Outro problema estrutural que chamou a atenção dos membros do MPF durante a visita à escola e diante dos relatos feitos na audiência pública foi o fato de adultos que frequentam a escola para concluir os estudos por meio da modalidade Educação para Jovens e Adultos (EJA), precisarem utilizar cadeiras infantis, que além de pequenas, representam risco de acidente, já que foram construídas para suportar apenas o peso de crianças.
Suzely Ramos estuda pelo EJA na escola Vale do Tocantins e tem dois filhos: um que estudava no mesmo local, mas acabou indo para outra escola em busca de mais qualidade, e
outro cadeirante, que não estuda por falta de acessibilidade na escola. “A nossa comunidade é esquecida. Eu também estudo lá pela noite e acompanho de perto essa nossa situação crítica. Então, para mim, não melhorou nada. Só não piorou, mas continua do mesmo jeito”, criticou a mãe e estudante.
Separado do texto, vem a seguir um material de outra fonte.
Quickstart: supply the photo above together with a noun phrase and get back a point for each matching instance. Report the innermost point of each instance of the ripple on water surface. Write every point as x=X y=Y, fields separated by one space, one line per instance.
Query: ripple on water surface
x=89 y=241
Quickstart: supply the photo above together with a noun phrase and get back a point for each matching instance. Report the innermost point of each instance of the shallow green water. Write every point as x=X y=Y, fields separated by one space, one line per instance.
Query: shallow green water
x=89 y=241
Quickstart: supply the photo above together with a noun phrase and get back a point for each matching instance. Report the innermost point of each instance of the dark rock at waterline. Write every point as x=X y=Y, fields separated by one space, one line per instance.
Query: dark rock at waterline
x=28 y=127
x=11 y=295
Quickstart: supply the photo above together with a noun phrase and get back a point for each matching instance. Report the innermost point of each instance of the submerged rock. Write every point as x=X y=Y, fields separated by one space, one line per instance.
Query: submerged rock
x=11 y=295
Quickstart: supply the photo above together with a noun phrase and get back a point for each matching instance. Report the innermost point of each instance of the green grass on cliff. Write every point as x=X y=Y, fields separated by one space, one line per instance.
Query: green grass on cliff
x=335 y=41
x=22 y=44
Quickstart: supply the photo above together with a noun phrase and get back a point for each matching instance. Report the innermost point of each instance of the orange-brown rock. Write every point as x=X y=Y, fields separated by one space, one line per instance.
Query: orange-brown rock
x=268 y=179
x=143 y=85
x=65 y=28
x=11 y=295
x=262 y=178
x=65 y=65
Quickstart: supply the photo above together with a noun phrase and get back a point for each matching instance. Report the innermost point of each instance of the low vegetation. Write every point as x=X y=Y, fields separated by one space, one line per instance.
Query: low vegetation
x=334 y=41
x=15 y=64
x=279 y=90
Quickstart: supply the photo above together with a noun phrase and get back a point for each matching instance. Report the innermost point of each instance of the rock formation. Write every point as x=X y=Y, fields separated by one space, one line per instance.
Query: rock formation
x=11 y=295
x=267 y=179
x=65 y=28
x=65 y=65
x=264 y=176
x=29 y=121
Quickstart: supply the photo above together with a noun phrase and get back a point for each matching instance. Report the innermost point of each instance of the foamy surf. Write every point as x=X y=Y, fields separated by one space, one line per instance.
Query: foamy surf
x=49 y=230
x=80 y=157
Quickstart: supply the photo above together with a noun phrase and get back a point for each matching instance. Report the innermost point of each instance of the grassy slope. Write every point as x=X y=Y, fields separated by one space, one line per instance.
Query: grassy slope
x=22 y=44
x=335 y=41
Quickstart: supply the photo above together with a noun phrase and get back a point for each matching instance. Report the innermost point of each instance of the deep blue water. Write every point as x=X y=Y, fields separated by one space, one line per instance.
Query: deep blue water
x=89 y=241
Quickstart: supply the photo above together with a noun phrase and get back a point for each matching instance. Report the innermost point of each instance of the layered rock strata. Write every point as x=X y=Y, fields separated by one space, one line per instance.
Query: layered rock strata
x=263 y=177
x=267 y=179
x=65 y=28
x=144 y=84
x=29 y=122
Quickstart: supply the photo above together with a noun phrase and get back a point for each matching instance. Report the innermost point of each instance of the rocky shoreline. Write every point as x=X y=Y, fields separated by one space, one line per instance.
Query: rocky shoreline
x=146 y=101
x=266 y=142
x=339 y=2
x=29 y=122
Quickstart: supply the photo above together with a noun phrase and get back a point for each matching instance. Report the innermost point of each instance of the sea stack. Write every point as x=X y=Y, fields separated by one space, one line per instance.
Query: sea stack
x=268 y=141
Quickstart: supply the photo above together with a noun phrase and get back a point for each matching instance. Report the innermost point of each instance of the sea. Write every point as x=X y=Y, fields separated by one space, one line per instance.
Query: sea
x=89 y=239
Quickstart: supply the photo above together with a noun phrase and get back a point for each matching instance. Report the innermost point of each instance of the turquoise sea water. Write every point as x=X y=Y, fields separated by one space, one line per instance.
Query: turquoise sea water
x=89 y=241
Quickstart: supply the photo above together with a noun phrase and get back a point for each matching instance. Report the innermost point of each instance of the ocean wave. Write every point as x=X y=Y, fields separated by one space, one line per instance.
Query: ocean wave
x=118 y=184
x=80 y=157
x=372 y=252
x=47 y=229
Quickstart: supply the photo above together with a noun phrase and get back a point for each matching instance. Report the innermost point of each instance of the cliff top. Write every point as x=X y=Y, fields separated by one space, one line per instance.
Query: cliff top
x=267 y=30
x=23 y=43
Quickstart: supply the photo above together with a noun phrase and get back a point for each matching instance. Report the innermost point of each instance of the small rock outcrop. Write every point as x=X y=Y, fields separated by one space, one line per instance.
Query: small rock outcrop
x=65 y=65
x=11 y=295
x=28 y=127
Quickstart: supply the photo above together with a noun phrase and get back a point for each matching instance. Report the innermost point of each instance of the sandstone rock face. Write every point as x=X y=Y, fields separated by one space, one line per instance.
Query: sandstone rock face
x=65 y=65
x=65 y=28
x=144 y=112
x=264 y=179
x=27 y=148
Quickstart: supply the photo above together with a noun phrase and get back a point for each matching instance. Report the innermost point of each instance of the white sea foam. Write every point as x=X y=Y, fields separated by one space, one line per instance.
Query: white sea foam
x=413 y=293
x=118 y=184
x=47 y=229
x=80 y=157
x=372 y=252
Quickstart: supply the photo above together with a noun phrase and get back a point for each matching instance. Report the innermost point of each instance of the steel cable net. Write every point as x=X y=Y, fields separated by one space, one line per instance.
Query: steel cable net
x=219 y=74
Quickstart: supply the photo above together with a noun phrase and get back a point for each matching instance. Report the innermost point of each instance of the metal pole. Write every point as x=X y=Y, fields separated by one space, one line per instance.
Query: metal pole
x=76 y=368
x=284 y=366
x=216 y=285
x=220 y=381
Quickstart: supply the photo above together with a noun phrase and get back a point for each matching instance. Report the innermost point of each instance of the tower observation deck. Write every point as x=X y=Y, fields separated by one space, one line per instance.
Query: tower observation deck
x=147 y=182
Com as cobranças do MPF e da comunidade Diamante, a Semed se comprometeu a enviar o plano de construção da nova escola até a próxima segunda-feira (22). A procuradora da República Gabriela Puggi alertou que, caso o planejamento não seja entregue no prazo acordado, o MPF poderá acionar a Justiça Federal para a execução das multas previstas no acordo firmado no início do ano.
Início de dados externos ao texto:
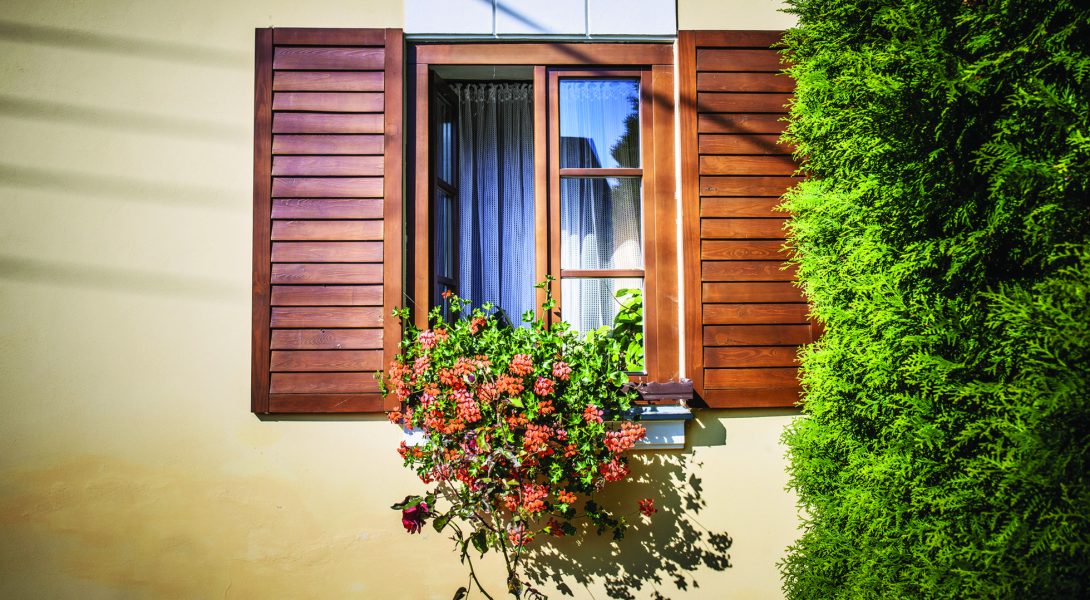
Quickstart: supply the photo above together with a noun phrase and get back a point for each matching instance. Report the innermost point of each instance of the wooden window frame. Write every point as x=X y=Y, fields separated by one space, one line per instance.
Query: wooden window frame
x=654 y=63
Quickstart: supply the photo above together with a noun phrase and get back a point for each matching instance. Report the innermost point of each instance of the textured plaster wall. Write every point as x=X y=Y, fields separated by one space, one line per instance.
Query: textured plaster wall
x=130 y=465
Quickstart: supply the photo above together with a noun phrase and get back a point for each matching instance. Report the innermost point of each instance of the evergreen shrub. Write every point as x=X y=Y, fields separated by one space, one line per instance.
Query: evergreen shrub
x=943 y=237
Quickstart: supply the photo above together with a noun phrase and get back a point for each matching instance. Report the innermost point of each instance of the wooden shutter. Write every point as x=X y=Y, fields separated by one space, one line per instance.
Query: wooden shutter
x=327 y=217
x=745 y=319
A Semed também firmou o compromisso de fazer um levantamento de todas as escolas que não possuem água potável, informar ao MPF e, principalmente, de fornecer filtros e adotar medidas emergenciais para garantir o acesso à água para todos esses estudantes.
Puggi também parabenizou a comunidade Diamante pela organização e articulação em prol da reivindicação por direitos sociais e básicos. “Vocês fizeram a participação popular viva no dia de hoje. Se vocês não estivessem aqui, o nosso encontro não seria tão rico, tão promissor. Estou muito feliz de viver, no dia de hoje, um ato democrático, a democracia viva, existindo e sendo praticada”, comemorou a procuradora da República.
Próximos passos - A audiência consolidou o papel do MPEduc como indutor de políticas públicas pela educação básica de qualidade. Agora, o MPF aguarda o retorno da prefeitura e da Semed sobre as recomendações que não foram executadas e sobre os novos compromissos firmados durante a audiência pública.
Diante da ausência de resposta ou da demora de ações concretas, o MPF avaliará quais medidas irá adotar para garantir que os avanços registrados na educação do centro do município cheguem também às comunidades ribeirinhas e rurais de Itupiranga.
O Projeto MPEduc - O Ministério Público pela Educação (MPEduc) é uma iniciativa nacional que visa garantir o direito à educação básica de qualidade. O projeto foca em aspectos estruturantes, como a aplicação de verbas do Fundo de Manutenção e Desenvolvimento da Educação Básica (Fundeb), a oferta de ensino em tempo integral, conectividade nas escolas e formação de profissionais. Por meio do diálogo direto com a comunidade e da fiscalização da gestão, o MPF e o MPMG buscam soluções para aprimorar o transporte, a merenda e a infraestrutura escolar.